The multiphoton multichannel photodynamics of NO2 has been studied using femtosecond time-resolved coincidence imaging. A novel photoelectron-photoion coincidence imaging machine was developed at the laboratory in Amsterdam employing velocity map imaging and “slow” charged particle extraction using additional electron and ion optics. The NO2 photodynamics was studied using a two color pump-probe scheme with femtosecond pulses at 400 and 266nm. The multiphoton excitation produces both NO2+ parent ions and NO+ fragment ions. Here we mainly present the time dependent photoelectron images in coincidence with NO2+ or NO+ and the (NO+,e) photoelectron versus fragment ion kinetic energy correlations. The coincidence photoelectron spectra and the correlated energy distributions make it possible to assign the different dissociation pathways involved. Nonadiabatic dynamics between the ground state and the AB22 state after absorption of a 400nm photon is reflected in the transient photoelectron spectrum of the NO2+ parent ion. Furthermore, Rydberg states are believed to be used as “stepping” states responsible for the rather narrow and well-separated photoelectron spectra in the NO2+ parent ion. Slow statistical and fast direct fragmentation of NO2+ after prompt photoelectron ejection is observed leading to formation of NO++O. Fragmentation from both the ground state and the electronically excited aB23 and bA23 states of NO2+ is observed. At short pump probe delay times, the dominant multiphoton pathway for NO+ formation is a 3×400nm+1×266nm excitation. At long delay times (>500fs) two multiphoton pathways are observed. The dominant pathway is a 1×400nm+2×266nm photon excitation giving rise to very slow electrons and ions. A second pathway is a 3×400nm photon absorption to NO2 Rydberg states followed by dissociation toward neutral electronically and vibrationally excited NO(AΣ2,v=1) fragments, ionized by one 266nm photon absorption.
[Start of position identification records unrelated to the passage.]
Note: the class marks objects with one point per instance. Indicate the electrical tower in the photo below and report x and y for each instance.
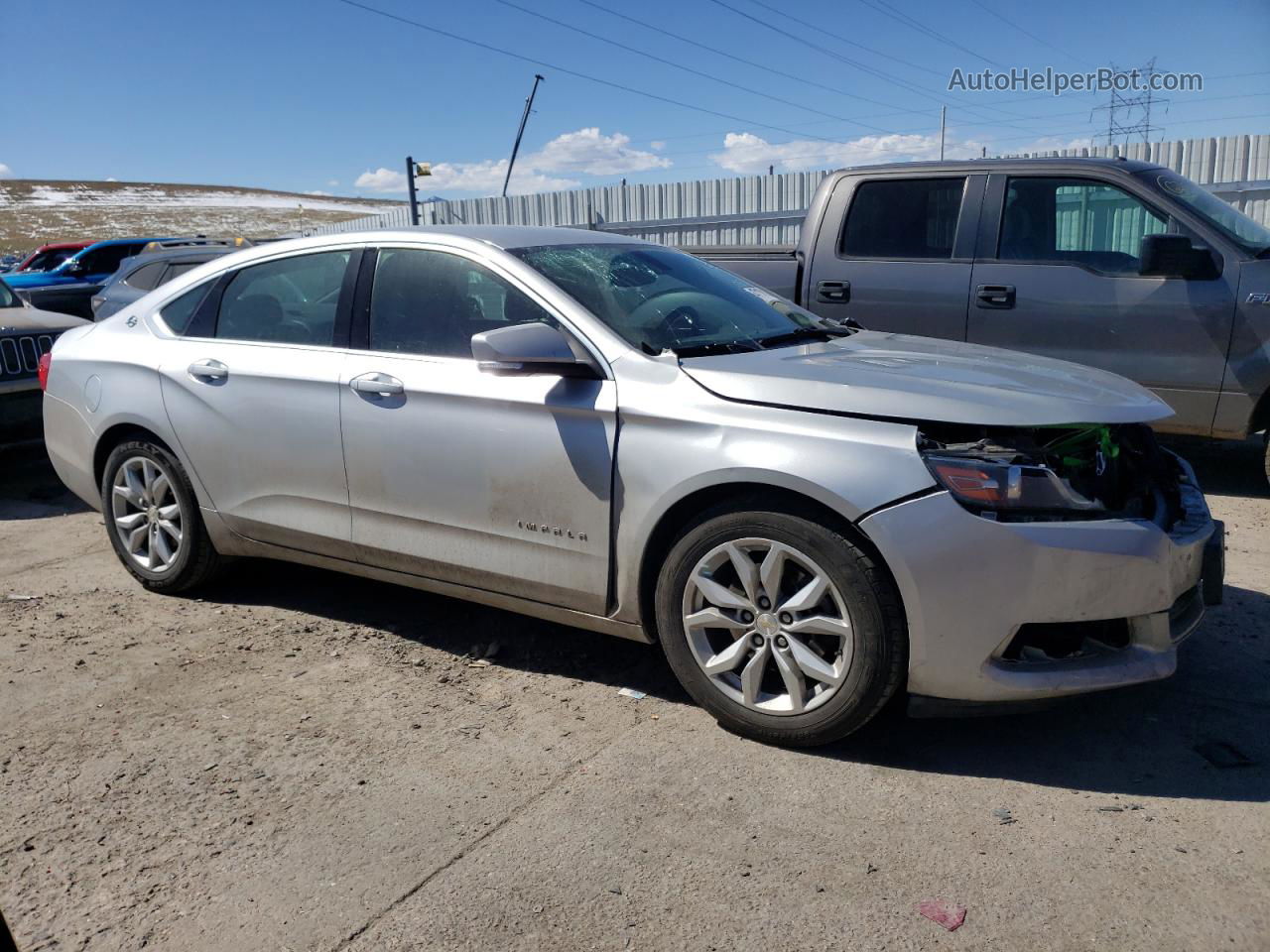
(1129, 116)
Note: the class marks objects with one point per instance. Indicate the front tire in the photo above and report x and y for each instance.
(785, 630)
(153, 520)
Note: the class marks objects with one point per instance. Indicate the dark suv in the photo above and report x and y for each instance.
(157, 264)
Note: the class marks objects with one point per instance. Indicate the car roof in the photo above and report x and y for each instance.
(1125, 166)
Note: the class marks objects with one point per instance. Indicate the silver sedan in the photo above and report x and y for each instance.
(808, 517)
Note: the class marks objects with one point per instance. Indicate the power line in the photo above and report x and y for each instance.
(738, 59)
(839, 58)
(568, 71)
(1028, 33)
(901, 17)
(681, 66)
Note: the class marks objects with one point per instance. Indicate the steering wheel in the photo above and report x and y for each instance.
(675, 313)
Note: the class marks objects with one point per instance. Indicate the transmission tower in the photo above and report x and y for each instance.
(1129, 116)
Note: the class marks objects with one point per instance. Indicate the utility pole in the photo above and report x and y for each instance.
(409, 180)
(525, 118)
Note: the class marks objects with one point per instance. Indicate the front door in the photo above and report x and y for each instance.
(902, 261)
(498, 483)
(253, 395)
(1062, 281)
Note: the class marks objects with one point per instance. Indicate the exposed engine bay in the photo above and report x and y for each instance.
(1092, 471)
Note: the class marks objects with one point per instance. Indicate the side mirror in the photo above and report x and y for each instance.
(530, 348)
(1175, 257)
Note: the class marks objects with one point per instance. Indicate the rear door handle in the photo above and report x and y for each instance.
(208, 371)
(377, 385)
(994, 296)
(833, 291)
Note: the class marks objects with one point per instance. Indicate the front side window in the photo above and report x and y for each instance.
(658, 298)
(432, 302)
(1080, 221)
(903, 218)
(287, 301)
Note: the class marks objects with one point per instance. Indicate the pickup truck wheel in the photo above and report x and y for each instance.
(151, 517)
(780, 627)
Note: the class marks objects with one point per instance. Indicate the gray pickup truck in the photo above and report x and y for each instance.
(1121, 266)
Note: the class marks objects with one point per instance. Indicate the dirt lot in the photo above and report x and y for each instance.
(303, 761)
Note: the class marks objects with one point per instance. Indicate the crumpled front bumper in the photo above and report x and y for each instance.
(968, 584)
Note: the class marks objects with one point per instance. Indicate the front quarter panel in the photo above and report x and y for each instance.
(676, 438)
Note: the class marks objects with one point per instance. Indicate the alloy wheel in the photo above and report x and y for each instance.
(148, 515)
(767, 626)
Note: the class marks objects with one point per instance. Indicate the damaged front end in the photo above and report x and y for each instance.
(1044, 474)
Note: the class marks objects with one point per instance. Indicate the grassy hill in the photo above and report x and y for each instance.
(37, 212)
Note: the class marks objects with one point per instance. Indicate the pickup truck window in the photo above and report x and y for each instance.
(1238, 227)
(657, 298)
(903, 218)
(1075, 221)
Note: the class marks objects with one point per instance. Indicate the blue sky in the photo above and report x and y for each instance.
(320, 95)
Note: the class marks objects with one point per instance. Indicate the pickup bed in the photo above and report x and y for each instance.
(1116, 264)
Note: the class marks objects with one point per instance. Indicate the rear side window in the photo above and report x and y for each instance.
(903, 218)
(180, 312)
(146, 277)
(287, 301)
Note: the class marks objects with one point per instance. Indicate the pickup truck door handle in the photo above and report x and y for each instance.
(377, 385)
(208, 371)
(833, 291)
(994, 296)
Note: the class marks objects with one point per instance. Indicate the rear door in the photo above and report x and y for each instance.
(252, 389)
(492, 481)
(1058, 276)
(901, 258)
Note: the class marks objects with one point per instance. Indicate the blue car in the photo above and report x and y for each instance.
(70, 286)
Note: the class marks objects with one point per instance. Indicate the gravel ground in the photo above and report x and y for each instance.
(303, 761)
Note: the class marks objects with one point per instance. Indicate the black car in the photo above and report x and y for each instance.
(157, 264)
(26, 335)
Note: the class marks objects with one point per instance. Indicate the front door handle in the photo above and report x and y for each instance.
(994, 296)
(208, 371)
(837, 293)
(377, 385)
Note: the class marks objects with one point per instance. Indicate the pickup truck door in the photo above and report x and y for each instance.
(894, 253)
(457, 474)
(1057, 275)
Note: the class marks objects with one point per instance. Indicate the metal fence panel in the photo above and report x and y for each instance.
(766, 209)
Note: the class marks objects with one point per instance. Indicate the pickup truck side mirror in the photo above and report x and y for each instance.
(530, 348)
(1175, 257)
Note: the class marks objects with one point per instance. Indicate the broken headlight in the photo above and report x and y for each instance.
(985, 484)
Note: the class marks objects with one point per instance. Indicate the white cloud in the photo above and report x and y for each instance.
(583, 153)
(381, 180)
(747, 153)
(590, 153)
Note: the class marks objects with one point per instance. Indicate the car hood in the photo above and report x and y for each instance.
(896, 376)
(32, 318)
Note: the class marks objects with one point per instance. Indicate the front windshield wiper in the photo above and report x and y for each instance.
(719, 347)
(794, 336)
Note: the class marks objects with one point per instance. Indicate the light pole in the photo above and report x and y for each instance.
(412, 172)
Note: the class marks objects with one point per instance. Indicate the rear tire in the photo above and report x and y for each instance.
(785, 630)
(153, 520)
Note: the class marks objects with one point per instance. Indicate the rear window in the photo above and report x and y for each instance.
(903, 218)
(146, 277)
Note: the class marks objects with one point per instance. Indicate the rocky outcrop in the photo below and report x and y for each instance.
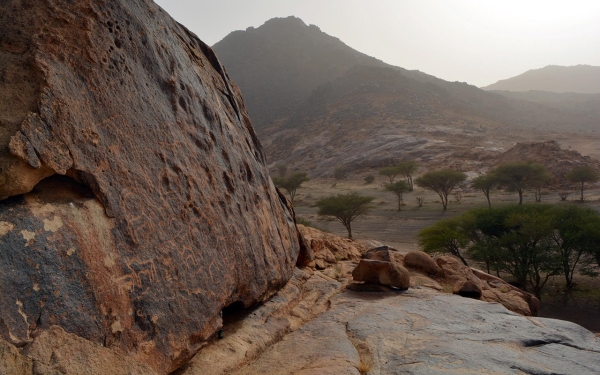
(55, 351)
(420, 261)
(12, 362)
(493, 289)
(549, 153)
(305, 296)
(383, 273)
(159, 212)
(328, 249)
(425, 332)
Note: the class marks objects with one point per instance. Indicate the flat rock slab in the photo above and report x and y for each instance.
(422, 332)
(178, 217)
As is shown in the present study, even though the pump-probe transients are rather featureless the photoelectron-photoion coincidence images show a complex time varying dynamics in NO2. We present the potential of our novel coincidence imaging machine to unravel in unprecedented detail the various competing pathways in femtosecond time-resolved multichannel multiphoton dynamics of molecules.